Hereford is set at the heart of a rural county and borders the River Wye. Hereford is charming, small – and easy to walk around. It retains its farming community feel and attractive historic architecture. High Town, the city centre, holds weekly markets; the Butter Market is also located in High Town and this indoor trading area has stalls offering different products and services. The Old House, a black and white timber framed building is located in the heart of High Town and was moved from its original foundations in Butcher’s Row. A great bronze cast of the county’s other main export – Hereford Cattle – stand proudly in front of the Old House.

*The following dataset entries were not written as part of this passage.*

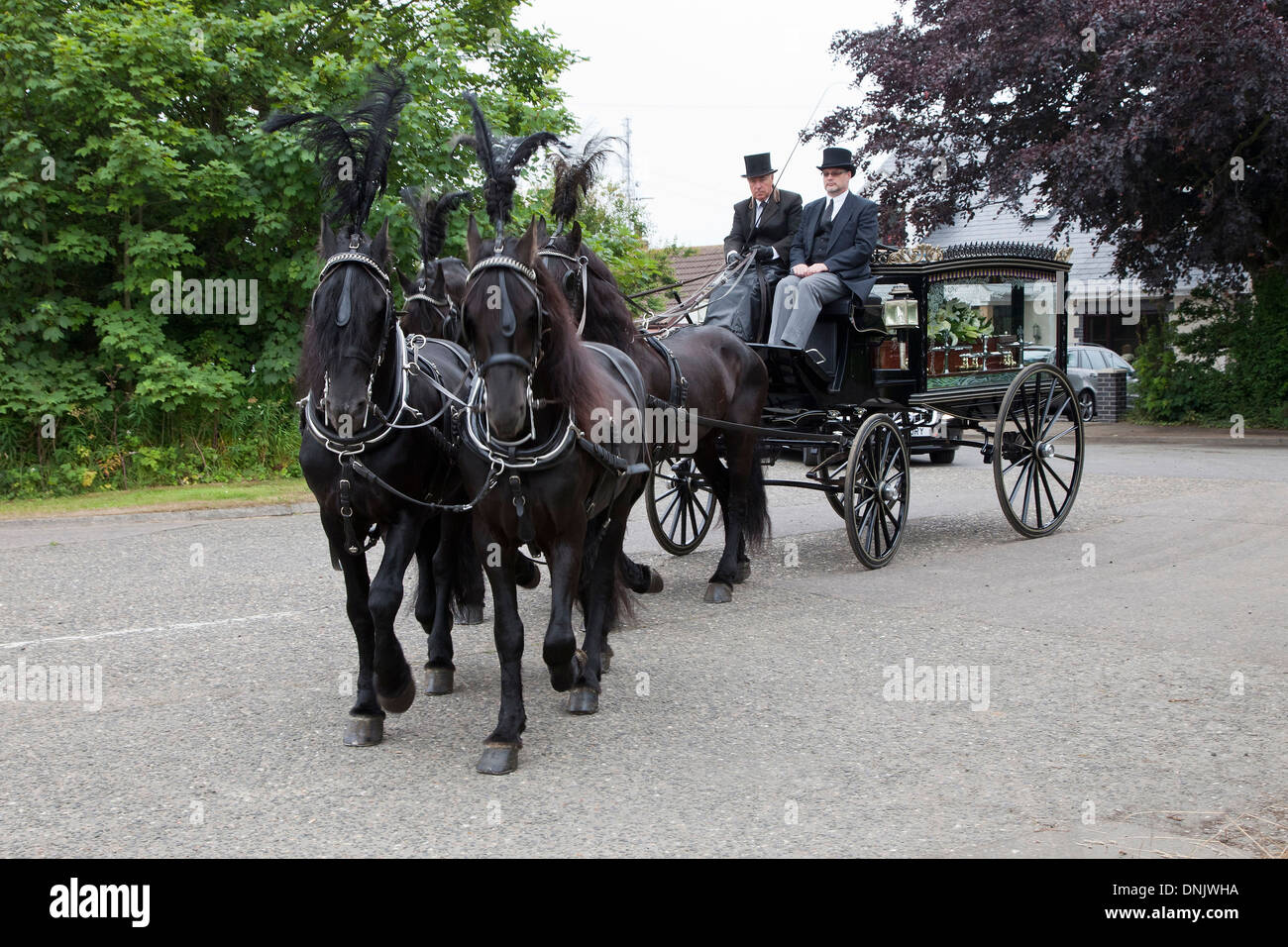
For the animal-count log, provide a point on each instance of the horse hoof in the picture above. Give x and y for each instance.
(719, 592)
(562, 677)
(498, 759)
(398, 702)
(364, 731)
(438, 681)
(528, 577)
(583, 699)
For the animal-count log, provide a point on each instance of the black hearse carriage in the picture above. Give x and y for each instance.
(932, 361)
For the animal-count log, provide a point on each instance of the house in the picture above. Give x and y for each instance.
(1103, 309)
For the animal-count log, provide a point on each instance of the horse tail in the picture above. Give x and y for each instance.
(756, 527)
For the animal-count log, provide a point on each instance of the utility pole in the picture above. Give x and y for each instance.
(630, 179)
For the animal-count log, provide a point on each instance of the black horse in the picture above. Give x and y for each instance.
(537, 392)
(722, 379)
(375, 445)
(433, 295)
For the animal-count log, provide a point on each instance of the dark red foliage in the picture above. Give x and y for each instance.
(1132, 140)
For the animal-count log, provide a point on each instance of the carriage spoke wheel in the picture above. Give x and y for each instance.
(835, 472)
(1037, 451)
(681, 504)
(876, 491)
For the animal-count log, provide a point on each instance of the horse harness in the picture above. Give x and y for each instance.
(446, 308)
(511, 459)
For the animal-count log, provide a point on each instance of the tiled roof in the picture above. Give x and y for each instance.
(704, 261)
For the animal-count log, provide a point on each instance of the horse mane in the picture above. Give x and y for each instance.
(608, 317)
(322, 338)
(365, 138)
(566, 363)
(500, 159)
(430, 211)
(575, 175)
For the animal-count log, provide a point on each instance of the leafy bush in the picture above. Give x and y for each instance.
(1218, 359)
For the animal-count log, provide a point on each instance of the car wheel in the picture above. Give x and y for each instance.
(1086, 405)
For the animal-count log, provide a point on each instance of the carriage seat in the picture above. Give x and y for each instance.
(841, 324)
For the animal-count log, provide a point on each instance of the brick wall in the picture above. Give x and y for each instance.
(1111, 394)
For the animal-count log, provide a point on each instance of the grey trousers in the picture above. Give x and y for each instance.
(797, 305)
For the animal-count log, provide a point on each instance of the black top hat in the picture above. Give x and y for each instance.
(837, 158)
(758, 165)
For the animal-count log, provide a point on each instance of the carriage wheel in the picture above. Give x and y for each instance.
(681, 504)
(835, 497)
(876, 491)
(1037, 451)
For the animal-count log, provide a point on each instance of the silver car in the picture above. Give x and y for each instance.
(1085, 361)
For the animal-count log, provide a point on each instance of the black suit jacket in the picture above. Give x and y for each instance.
(848, 248)
(778, 224)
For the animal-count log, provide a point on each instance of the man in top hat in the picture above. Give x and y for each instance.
(829, 256)
(764, 226)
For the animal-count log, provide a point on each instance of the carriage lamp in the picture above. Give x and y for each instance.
(901, 308)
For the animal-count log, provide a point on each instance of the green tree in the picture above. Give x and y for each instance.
(133, 151)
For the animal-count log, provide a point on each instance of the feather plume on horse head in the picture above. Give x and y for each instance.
(430, 214)
(500, 159)
(364, 138)
(574, 176)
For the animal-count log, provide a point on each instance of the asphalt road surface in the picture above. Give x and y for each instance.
(1125, 698)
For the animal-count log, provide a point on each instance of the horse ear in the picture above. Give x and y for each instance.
(473, 241)
(326, 240)
(380, 245)
(527, 249)
(408, 286)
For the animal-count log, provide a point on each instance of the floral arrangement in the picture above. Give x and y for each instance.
(957, 322)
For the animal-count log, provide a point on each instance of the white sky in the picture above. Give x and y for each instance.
(703, 84)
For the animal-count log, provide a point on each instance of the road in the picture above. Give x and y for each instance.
(1124, 696)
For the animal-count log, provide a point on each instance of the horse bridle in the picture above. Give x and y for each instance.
(579, 266)
(353, 256)
(509, 326)
(446, 308)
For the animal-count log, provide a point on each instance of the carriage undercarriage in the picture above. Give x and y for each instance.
(864, 399)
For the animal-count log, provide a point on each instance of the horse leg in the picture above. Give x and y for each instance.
(720, 585)
(599, 598)
(468, 583)
(747, 495)
(501, 748)
(559, 650)
(639, 578)
(437, 558)
(366, 725)
(395, 689)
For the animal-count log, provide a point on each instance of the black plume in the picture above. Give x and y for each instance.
(500, 161)
(359, 147)
(575, 174)
(430, 214)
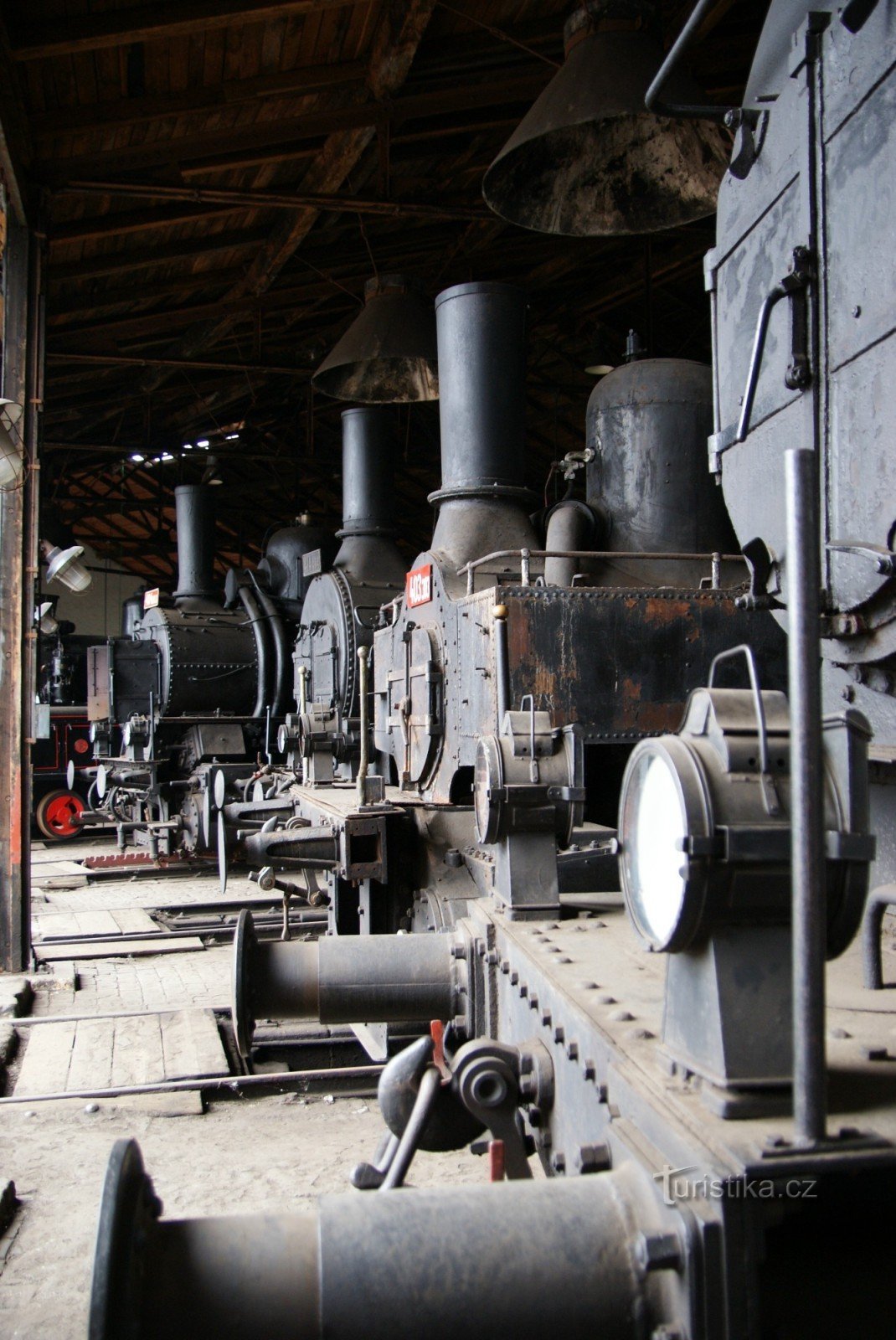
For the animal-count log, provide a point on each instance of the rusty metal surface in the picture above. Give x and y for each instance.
(623, 662)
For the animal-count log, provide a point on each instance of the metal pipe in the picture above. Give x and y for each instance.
(592, 554)
(254, 614)
(568, 523)
(281, 650)
(879, 902)
(417, 1122)
(219, 1082)
(368, 455)
(344, 980)
(777, 294)
(806, 791)
(654, 100)
(501, 662)
(363, 708)
(430, 1263)
(194, 542)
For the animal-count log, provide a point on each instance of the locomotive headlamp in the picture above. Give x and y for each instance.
(658, 823)
(527, 797)
(705, 828)
(528, 779)
(705, 864)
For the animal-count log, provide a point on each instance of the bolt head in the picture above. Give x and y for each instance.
(658, 1252)
(592, 1158)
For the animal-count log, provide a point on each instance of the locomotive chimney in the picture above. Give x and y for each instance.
(368, 452)
(368, 549)
(194, 543)
(482, 504)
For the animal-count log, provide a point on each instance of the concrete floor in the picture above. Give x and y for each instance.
(241, 1156)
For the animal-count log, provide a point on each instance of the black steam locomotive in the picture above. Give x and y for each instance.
(718, 1136)
(193, 707)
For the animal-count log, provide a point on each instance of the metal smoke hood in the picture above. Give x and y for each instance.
(588, 160)
(389, 352)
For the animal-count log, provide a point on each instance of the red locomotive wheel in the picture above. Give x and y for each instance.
(55, 814)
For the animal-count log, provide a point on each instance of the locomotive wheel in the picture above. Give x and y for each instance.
(55, 814)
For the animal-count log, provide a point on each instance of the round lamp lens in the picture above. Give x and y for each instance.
(652, 830)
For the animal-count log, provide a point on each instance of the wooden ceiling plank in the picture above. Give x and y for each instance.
(152, 23)
(100, 227)
(311, 125)
(131, 111)
(398, 34)
(230, 201)
(116, 263)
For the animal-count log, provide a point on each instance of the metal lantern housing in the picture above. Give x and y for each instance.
(64, 566)
(588, 160)
(389, 352)
(705, 831)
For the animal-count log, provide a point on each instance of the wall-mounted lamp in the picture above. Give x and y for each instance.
(64, 566)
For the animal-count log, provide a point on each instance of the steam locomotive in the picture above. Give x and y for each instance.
(198, 696)
(718, 1136)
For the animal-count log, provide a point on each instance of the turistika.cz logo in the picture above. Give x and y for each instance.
(681, 1185)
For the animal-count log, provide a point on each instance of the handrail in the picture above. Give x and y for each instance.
(527, 555)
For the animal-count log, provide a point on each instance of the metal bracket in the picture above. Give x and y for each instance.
(769, 794)
(883, 558)
(761, 563)
(795, 286)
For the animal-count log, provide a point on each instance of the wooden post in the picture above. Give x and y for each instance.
(15, 781)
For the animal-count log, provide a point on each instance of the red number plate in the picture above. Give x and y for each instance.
(418, 586)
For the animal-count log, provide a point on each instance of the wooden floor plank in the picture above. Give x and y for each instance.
(47, 1060)
(192, 1045)
(136, 1051)
(91, 1058)
(134, 921)
(96, 922)
(116, 948)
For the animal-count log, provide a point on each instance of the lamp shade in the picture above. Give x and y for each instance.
(588, 160)
(11, 459)
(389, 352)
(64, 566)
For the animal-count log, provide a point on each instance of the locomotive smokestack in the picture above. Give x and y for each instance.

Church Street is a beautiful cobbled street leading up to the Cathedral and houses many wonderful independent shops – however the name can cause some confusion as it is also known as Cappuchin or Cabbage Lane! Hereford Cathedral is home to the historic Mappa Mundi – a thirteenth century vellum map depicting the world with Jerusalem at its centre.
The Chained LA visit to the Mappa Mundi enables you to enjoy a rare copy of the 1217 Magna Cara as well the Chained Library with its rare printed books and 229 medieval manuscripts. Hereford really is an eclectic mix of old and new with the Cathedral, High Town with all the High Street shops and of course the River Wye. The new development, Old Market, is set to see the city grow introducting a multiscreen cinema and many new High Street favourites. You can’t go wrong with a visit to Hereford as it really does have everything you could need in a city and more.
Ross-on-Wye right at the south of Herefordshire is set in beautiful countryside. The iconic view of Ross-on-Wye, it’s sandstone cliff and the winding River Wye has been the subject of many photos and traditional Christmas Cards! At the heart of the town stands the lovely sandstone arches of the Market House which was built in the 1650s. Now home to the Visitor Centre, the local market settles under its shelter twice a week. Still packed with good independent shops, the town has retained its historic charm. Ross-on-Wye was the birthplace of the British tourist industry as Dr John Egerton started taking his friends on boat trips in 1745. By 1808 up to eight boats were making excursions on the ‘Wye Tour’. Wherever you go in Ross there are memorials to the town’s seventeenth century benefactor John Kyrle who brought a safe water supply to the town as well as improving access across the water meadows. Wander on the John Kyrle walk, relax by the river side, view the stunning horseshoe bend form the Prospect Gardens. Ross-on-Wye has so much to offer everybody who visits from its lovely independent shops to its history and charm.